The exercises in this book have given you the fundamentals for being able to ride each obstacle from an Ease of Handling or Speed Course at a competition. However, most courses will have a minimum of 10 to 12 obstacles (depending on your level) and maneuvering around the obstacles is an additional element to consider when training. Always consult the Rule Book governing the competition you are attending, but here are some tips to consider when riding a full course.
- Always take advantage of the course walk at a competition. Be sure to walk the exact lines you are planning to ride. Always include salutes and be sure to walk through the start and finish markers. Note the placement of cones and numbered markers. Make sure you choose lines that allow you to reach the applicable obstacles with your “using” hand. If you have questions about the course, this is an appropriate opportunity to ask the judge.
- Obstacles are numbered from the approach side. The number will be on the rider’s right as she approaches the obstacle.
- If you need a mounting block to get on your horse, be sure there is one present in the arena. Talk to show management about providing a mounting block in the arena. It is a good idea to travel with a mounting block, just in case management doesn’t have one. It is always best to be prepared.
- When the rider in front of you has completed her course, you are usually allowed to come into the arena and ride around the obstacles prior to the judge ringing the bell. During this time, you are not allowed to show your horse any of the obstacles, nor are you allowed to cross the obstacles. Once the judge blows the whistle, stop your horse while facing her, salute, then begin your course by crossing the starting line. After you ride across the finish line at the end of your course, you are not done until you stop your horse facing the judge, and then salute.
- In competition, you might be penalized for excessive use of touch or voice. See your Rule Book for clarification.
- When you are riding between obstacles, choose the most direct route that shows off your horse the best. It might be beneficial to add a loop or circle between obstacles that are close together in order to have an optimal approach. Choosing a line that doesn’t have a bend change or a lead change on it can help you work in harmony.
- Take your time in Ease of Handling. It might feel like you are standing still for a long time on the obstacles that require immobility, but you want to give your horse a chance to be balanced in a complete halt before moving around on top of him.
- You cannot cross an obstacle prior to completing it unless the judge has explicitly given permission to do so. For example, in Sample Course 1, you might find the smoothest line to get from Obstacle 2 (Switch Cup) to Obstacle 3 (Livestock Pen) is to go through Obstacle 6 (the Bull Line). If you do that, you will likely get eliminated since you haven’t yet completed (or cleared) the Bull Line on the course. However, if your line from Obstacle 2 (Switch Cup) to Obstacle 3 (Livestock Pen) takes you through Obstacle 1 (Slalom), that is okay since you’ve already completed Obstacle 1. Entry and exit cones count as part of the obstacle.

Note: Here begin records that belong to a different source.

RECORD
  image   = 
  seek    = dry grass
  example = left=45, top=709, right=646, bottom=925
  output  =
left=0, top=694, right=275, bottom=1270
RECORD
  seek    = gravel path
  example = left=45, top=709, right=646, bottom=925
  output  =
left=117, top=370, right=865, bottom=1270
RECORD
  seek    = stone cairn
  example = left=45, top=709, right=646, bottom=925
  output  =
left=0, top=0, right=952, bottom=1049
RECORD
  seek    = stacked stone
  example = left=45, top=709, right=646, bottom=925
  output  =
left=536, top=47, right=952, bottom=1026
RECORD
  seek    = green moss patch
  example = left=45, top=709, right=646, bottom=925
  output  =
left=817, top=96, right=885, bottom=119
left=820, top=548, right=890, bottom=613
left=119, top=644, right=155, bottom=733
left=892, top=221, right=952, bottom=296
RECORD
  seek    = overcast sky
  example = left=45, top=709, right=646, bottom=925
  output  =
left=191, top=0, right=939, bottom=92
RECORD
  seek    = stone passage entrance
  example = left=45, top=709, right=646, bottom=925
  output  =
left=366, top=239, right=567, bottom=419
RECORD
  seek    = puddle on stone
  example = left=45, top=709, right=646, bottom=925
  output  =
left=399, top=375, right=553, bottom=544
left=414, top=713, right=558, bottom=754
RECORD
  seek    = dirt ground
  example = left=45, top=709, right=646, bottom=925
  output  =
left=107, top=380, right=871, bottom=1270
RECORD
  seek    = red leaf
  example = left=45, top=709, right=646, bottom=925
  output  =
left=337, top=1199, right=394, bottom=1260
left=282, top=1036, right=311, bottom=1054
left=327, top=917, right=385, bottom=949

- Be sure you are in the correct gait at the right time. Check your Rule Book on this. There is likely a chart there that shows the correct gait for each obstacle at each level. Brush up on the Rule Book every year, as the sport is continuing to evolve.
- In the Speed Trial, you only need to go through the Livestock Pen once. No need to change direction to go through a second time.
- The Rule Book will also tell you what to do at your level when you knock over or drop part of an obstacle, or if you are unable to complete an obstacle on course.
- Mind your start and finish lines. Be sure to cross the start and finish lines in the correct direction. Do not cross the start or finish line in the middle of the course.